British fashion model (born 1995)

Neelam Kaur Gill (born 27 April 1995) is a British fashion model and activist. She has worked with Burberry, Abercrombie & Fitch and appeared in Vogue magazine.

==Early life==
Neelam Kaur Gill was born in Coventry, West Midlands, England on 27 April 1995. Her grandparents were born in India and are Sikhs from Punjab. She uses her stepfathers surname in her modelling career.

==Career==
As a young teenager Gill wanted to be a fashion journalist. She was spotted at the age of thirteen by a scout at The Clothes Show Live, then at the age of fourteen, she signed with NEXT Model Management.

In September 2013, Gill made her catwalk debut for Burberry’s fashion show during London Fashion Week. In 2014, she became the first Indian model featured in a Burberry campaign. In November 2015, she became the face of Abercrombie & Fitch. Gill along with Suki Waterhouse wore sarees in a video shoot at Heathrow Airport for an advert for British Airways. In 2017 she became the first British Indian ambassador of L’Oréal Paris. In both 2024 and 2025 she walked the runway at the Victoria’s Secret Fashion Show in New York. She has also walked for Kanye West's Fashion Week Show, Indian designer Rohit Bal and Dior.

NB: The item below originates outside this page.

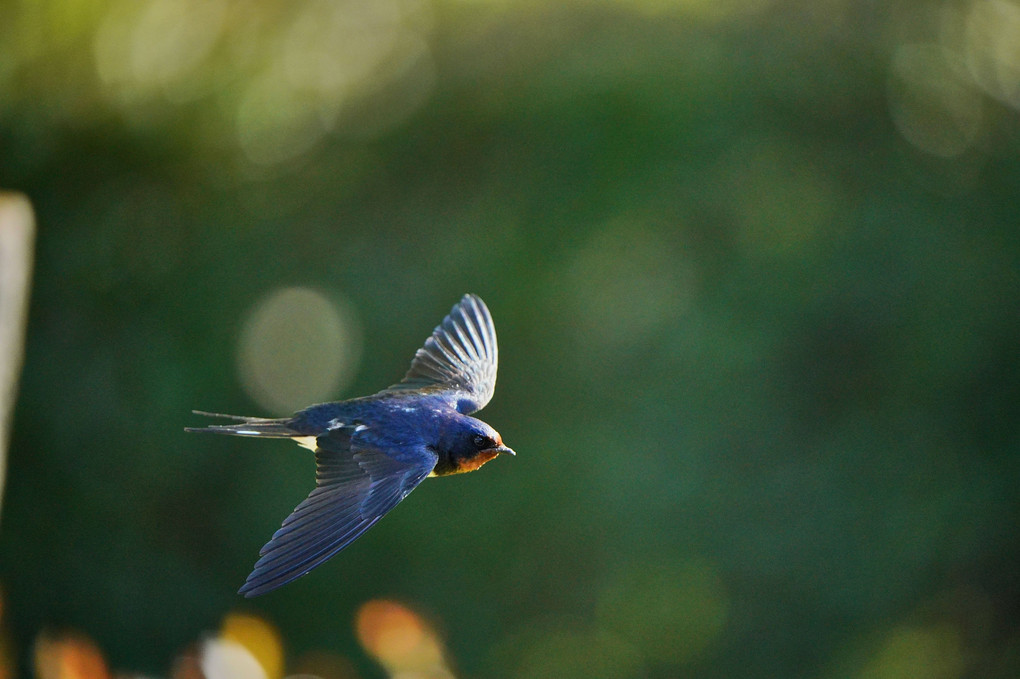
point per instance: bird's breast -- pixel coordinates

She has appeared in Vogue India, as the first Marie Claire digital cover star, and in 2017 was featured on the cover of Stylist magazine.

== Activism ==
Gill has spoken about bullying, depression and body confidence issues via her YouTube channel and also said that she "feels sorry" for online trolls.

Gill also describes herself as a "feminist" and feels that "women of colour need to talk about how they feel to people in positions of privilege who may not see things from their perspective." She has used her platform to raise awareness about the need for more diversity within the fashion industry, racism, tokenism, women's rights, sexual assault and global injustice.